La informalidad, que cubre al 75% de la fuerza laboral, convierte los problemas de salud mental en conductas de riesgo como abuso de alcohol y drogas, violencia familiar, delincuencia, cierres de microempresas, reducción de ventas, sobreendeudamiento, pobreza y menor consumo. Otro indicador del trance psicológico está en que entre el 2022 y el 2024 se registraron en promedio 800 suicidios y 9,000 tentativas por año, según el MINSA.
Hay también costos fiscales ocultos. Además de pérdida de productividad, el Estado incurre en mayores gastos en salud pública, programas sociales y seguridad ciudadana.
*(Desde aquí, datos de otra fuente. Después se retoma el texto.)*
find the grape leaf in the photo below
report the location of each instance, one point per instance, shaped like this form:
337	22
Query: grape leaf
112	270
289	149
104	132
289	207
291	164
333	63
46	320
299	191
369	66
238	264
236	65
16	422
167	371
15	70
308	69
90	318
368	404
Tomando de base las cifras del INEI sobre migraciones internacionales y proyectándolas, en el periodo enero 2021 – junio 2025, millón y medio de peruanos (cerca de 5% de la población) se han marchado del país para tener mejores oportunidades tanto económicas como psicológicas. En ese éxodo silencioso el país pierde muchos jóvenes profesionales, todo un drenaje de capital humano que impacta en la base productiva.
El Perú debe asumir que su crisis psicológica es también una crisis económica. No atenderla significa condenar al país a perder productividad, inversión y futuro. Es un problema poco visible que tiene un costo más corrosivo que cualquier déficit fiscal o shock externo.